Real-time Streaming
Stream audio as it's generated for low-latency applications.
Overview
Streaming allows you to receive audio chunks as they're generated, reducing time-to-first-byte and enabling real-time playback before the full audio is ready.
Streaming supports speed on supported model paths, but pitch is not available on Aura streaming or Rapid Max streaming. Rapid Flash uses progressive pseudo-streaming and can still apply both speed and pitch there.
Streaming is ideal for voice assistants, chatbots, and interactive applications where users expect immediate audio feedback.
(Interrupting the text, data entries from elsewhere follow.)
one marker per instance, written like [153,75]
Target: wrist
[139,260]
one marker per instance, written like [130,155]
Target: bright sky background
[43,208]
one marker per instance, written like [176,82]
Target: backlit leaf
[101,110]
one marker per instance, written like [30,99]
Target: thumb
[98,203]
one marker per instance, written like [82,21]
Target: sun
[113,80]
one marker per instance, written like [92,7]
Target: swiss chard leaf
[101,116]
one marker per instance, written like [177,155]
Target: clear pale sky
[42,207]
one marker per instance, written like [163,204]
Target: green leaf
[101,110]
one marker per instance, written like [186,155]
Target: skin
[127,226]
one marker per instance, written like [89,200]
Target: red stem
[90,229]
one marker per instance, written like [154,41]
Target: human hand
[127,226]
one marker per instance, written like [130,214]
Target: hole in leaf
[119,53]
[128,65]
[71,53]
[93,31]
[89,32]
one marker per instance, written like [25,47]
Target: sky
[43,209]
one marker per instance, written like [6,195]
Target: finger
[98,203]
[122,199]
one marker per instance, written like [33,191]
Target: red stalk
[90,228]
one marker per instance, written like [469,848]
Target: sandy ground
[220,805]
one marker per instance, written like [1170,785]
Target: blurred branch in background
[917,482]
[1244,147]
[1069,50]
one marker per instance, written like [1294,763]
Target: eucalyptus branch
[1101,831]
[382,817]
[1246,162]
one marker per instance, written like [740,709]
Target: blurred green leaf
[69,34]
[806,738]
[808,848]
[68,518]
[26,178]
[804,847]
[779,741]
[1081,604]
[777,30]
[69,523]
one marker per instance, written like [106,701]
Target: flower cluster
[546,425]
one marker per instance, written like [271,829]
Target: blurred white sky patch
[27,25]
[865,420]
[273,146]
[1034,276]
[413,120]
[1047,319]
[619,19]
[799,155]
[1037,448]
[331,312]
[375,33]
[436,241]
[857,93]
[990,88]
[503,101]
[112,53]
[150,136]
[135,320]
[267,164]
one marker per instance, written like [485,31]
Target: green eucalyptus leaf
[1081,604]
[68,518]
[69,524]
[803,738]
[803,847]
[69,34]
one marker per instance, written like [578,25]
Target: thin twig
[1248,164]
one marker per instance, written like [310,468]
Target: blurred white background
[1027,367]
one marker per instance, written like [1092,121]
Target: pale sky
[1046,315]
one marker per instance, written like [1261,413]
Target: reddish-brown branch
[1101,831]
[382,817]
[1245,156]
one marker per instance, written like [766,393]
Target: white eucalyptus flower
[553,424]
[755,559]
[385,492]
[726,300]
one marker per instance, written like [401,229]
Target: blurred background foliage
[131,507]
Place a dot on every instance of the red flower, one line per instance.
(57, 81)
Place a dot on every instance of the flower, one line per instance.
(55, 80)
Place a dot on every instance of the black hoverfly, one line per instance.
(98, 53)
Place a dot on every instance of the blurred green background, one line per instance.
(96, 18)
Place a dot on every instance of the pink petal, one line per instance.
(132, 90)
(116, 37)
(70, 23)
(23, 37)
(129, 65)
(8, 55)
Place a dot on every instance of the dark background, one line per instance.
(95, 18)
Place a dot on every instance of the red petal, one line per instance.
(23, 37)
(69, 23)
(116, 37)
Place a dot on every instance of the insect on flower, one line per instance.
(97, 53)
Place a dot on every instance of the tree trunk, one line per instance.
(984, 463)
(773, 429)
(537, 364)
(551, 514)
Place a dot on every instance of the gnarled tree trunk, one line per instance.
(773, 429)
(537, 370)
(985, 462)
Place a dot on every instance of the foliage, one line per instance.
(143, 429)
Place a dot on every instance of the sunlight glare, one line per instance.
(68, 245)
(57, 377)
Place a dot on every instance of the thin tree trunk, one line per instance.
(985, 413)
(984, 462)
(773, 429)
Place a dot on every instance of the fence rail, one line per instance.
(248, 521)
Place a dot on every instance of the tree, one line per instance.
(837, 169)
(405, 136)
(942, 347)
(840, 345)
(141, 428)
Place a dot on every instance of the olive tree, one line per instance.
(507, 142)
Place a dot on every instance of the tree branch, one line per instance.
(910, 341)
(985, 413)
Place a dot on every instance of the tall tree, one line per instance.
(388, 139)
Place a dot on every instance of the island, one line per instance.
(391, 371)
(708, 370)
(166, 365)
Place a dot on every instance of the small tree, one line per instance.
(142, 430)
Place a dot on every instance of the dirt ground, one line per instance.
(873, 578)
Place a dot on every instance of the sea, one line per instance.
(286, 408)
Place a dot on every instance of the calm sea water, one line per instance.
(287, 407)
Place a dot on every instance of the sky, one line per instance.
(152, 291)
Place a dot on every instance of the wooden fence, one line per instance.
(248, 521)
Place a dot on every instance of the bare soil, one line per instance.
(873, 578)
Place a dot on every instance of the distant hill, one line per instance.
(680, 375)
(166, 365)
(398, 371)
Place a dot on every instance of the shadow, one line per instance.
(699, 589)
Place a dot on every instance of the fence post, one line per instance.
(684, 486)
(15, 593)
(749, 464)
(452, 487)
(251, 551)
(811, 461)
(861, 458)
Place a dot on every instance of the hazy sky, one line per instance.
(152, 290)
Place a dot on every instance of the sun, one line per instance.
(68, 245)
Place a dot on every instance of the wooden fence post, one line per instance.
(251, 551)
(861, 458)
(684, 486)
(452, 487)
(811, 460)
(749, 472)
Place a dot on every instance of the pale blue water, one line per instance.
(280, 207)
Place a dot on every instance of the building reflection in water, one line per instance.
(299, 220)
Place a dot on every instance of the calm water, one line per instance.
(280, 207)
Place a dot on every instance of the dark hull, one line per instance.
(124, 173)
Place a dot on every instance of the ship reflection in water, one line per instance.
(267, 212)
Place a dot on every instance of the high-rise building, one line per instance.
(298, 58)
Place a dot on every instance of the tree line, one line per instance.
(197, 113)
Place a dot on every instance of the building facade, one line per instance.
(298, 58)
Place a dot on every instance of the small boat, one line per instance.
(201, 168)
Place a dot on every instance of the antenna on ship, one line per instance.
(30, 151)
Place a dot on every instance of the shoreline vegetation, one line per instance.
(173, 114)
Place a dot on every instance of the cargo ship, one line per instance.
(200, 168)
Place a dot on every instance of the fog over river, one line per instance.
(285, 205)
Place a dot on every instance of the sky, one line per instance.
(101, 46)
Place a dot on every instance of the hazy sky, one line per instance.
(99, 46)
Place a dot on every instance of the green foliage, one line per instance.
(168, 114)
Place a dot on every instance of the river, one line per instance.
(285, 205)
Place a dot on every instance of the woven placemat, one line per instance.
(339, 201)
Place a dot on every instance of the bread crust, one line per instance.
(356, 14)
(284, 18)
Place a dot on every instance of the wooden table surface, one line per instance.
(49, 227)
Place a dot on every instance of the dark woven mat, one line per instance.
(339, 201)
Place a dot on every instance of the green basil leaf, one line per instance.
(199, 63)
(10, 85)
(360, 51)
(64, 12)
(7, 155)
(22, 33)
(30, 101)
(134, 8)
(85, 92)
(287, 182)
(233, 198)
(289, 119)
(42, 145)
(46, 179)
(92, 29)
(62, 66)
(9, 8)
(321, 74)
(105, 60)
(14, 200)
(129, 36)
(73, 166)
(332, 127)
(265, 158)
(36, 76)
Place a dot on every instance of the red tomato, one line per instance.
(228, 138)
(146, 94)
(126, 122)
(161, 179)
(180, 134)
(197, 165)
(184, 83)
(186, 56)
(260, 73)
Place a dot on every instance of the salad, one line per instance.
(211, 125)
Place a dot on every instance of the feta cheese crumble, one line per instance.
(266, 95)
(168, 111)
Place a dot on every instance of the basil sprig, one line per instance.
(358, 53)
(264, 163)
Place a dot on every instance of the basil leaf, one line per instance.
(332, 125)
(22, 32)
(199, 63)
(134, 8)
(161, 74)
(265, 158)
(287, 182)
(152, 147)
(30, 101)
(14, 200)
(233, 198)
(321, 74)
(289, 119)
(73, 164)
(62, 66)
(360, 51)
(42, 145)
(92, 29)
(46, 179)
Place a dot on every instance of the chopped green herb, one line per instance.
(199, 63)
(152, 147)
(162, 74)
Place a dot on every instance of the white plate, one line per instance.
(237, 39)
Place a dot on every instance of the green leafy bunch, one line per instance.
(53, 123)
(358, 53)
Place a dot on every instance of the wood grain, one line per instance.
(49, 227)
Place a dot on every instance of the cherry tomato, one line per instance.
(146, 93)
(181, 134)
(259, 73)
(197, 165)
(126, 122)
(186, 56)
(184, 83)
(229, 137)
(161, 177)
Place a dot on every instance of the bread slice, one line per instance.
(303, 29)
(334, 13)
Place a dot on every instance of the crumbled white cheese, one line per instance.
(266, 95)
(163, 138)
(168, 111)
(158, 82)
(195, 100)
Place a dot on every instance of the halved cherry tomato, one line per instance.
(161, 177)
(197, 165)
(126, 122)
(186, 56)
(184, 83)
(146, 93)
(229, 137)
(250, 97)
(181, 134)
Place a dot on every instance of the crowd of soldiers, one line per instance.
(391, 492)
Aura models and rapid-max use the provider streaming path. rapid-flash is available in the streaming experience through low-latency pseudo-streaming rather than the upstream provider streaming API.
HTTP Streaming Endpoint
/v1/tts/stream
Python Example
import requests
import pyaudio
# Initialize audio player
p = pyaudio.PyAudio()
stream = p.open(format=pyaudio.paInt16,
channels=1,
rate=24000,
output=True)
# Request streaming audio
response = requests.post(
"https://yourvoic.com/api/v1/tts/stream",
headers={"X-API-Key": "your_api_key"},
json={
"text": "This audio is being streamed in real-time.",
"voice": "Peter",
"language": "en-US",
"model": "aura-lite" # Fast model for streaming
},
stream=True
)
# Play audio as it arrives
for chunk in response.iter_content(chunk_size=4096):
if chunk:
stream.write(chunk)
stream.stop_stream()
stream.close()
p.terminate()
JavaScript (Browser)
async function streamAudio(text) {
const response = await fetch('https://yourvoic.com/api/v1/tts/stream', {
method: 'POST',
headers: {
'X-API-Key': 'your_api_key',
'Content-Type': 'application/json'
},
body: JSON.stringify({
text: text,
voice: 'Peter',
language: 'en-US'
})
});
const reader = response.body.getReader();
const audioContext = new AudioContext();
const chunks = [];
while (true) {
const { done, value } = await reader.read();
if (done) break;
chunks.push(value);
}
// Combine chunks and decode
const blob = new Blob(chunks, { type: 'audio/mpeg' });
const arrayBuffer = await blob.arrayBuffer();
const audioBuffer = await audioContext.decodeAudioData(arrayBuffer);
// Play the audio
const source = audioContext.createBufferSource();
source.buffer = audioBuffer;
source.connect(audioContext.destination);
source.start(0);
}
streamAudio('Hello from streaming!');
Best Practices
- Use fast models -
aura-liteorrapid-flashfor the lowest perceived latency - Buffer initial chunks - Buffer 2-3 chunks before playback for smoother experience
- Handle interruptions - Allow users to stop/skip audio mid-stream
- Error recovery - Implement reconnection logic for network drops
Some mobile browsers require user interaction before playing audio. Trigger audio playback from a user action (click/tap).